Just as at Mar-a-Lago, Trump relishes the camaraderie of spending time with people he’s long socialized and golfed with.
“So, this is my real group,” he said during a mid-November reception celebrating the New Jersey club’s longest-running members, according to leaked audio obtained by POLITICO from the event, held just 10 days after he’d won the White House.
“You are the special people,” Trump added, thanking the members and club staff for their early political support, naming many of them by their first names, and even talking at length about their golf games.
At one point, Trump even planned to be buried on the property, because, as one of his representatives explained in 2013 to local officials, he “appreciates the Bedminster ethic, and has stated that what exists here does not exist in other towns.”

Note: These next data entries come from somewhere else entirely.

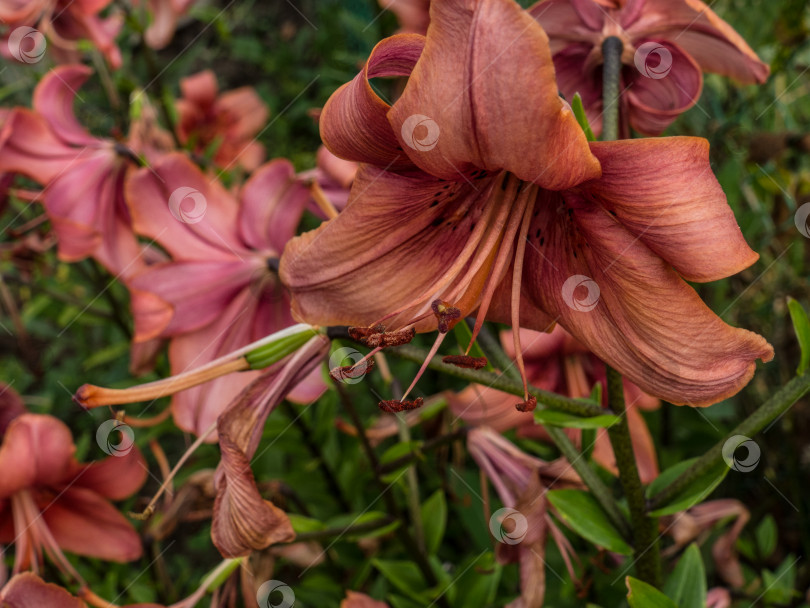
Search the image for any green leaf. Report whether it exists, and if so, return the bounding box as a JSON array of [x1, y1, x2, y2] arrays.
[[664, 543, 706, 608], [534, 408, 619, 429], [625, 576, 678, 608], [647, 458, 729, 517], [788, 297, 810, 376], [547, 490, 633, 555], [571, 93, 596, 141], [422, 490, 447, 553], [755, 515, 777, 558]]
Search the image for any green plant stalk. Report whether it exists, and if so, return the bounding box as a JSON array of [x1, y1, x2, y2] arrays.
[[442, 326, 632, 540], [386, 344, 610, 418], [607, 366, 662, 589], [648, 372, 810, 510], [602, 36, 624, 141]]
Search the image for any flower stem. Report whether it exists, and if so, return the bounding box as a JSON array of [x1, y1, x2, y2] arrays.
[[648, 371, 810, 510], [607, 366, 662, 588], [602, 36, 624, 141]]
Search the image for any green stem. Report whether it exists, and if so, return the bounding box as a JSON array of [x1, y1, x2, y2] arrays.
[[649, 371, 810, 510], [460, 330, 632, 540], [602, 36, 624, 141], [386, 344, 607, 418], [607, 366, 662, 588]]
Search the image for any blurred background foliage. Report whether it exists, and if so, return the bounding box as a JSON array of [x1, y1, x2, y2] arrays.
[[0, 0, 810, 608]]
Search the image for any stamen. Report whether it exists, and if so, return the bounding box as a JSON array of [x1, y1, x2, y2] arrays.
[[377, 397, 425, 414], [442, 355, 487, 369], [430, 300, 461, 334]]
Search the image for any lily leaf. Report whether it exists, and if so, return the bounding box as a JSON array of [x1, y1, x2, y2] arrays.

This year’s visits to Bedminster will bring Trump a measure of personal redemption. The club will host the U.S. Women’s Open in mid-July, fulfilling a longtime goal of holding a major professional golf tournament at one of his courses.
The president’s golf club is the town’s second-highest paying taxpayer. And his club has repeatedly hosted the local government for its annual organization meetings. Democrats after the 2005 elections even rented out Trump National’s clubhouse to celebrate a rare election win onto the town board.
Bedminster is also about as close as Trump can get to Trump country in a blue state like New Jersey. While he lost Somerset County to Hillary Clinton by 14 points last November, he won the sparsely-populated rural town of Bedminster by 42 votes.
No doubt, Trump’s weekend travel out of Washington remains fertile ground for Democrats, especially given how often he criticized President Barack Obama for playing so much golf during his eight years in office. The Center for American Progress Action Fund has launched a website comparing the $25 million it estimates has been spent to date on Trump’s travels with budget priorities like the National Park Service and Medicaid. Florida Democrats are also collecting emails on a petition seeking reimbursements to the state for Trump’s seven Mar-a-Lago visits during his first 13 weeks as president.
Local Democrats say they’ll greet Trump whenever he comes to New Jersey with protests, even if it may be challenging to accomplish in front of his club due to security restrictions and logistics. The clubhouse and Trump’s villa are set back more than a mile from a high-speed, two-lane county road.
“We’ll do what we need,” said Paula Dolan, the chair of the Bedminster Democratic Committee, “to make our opinions known.”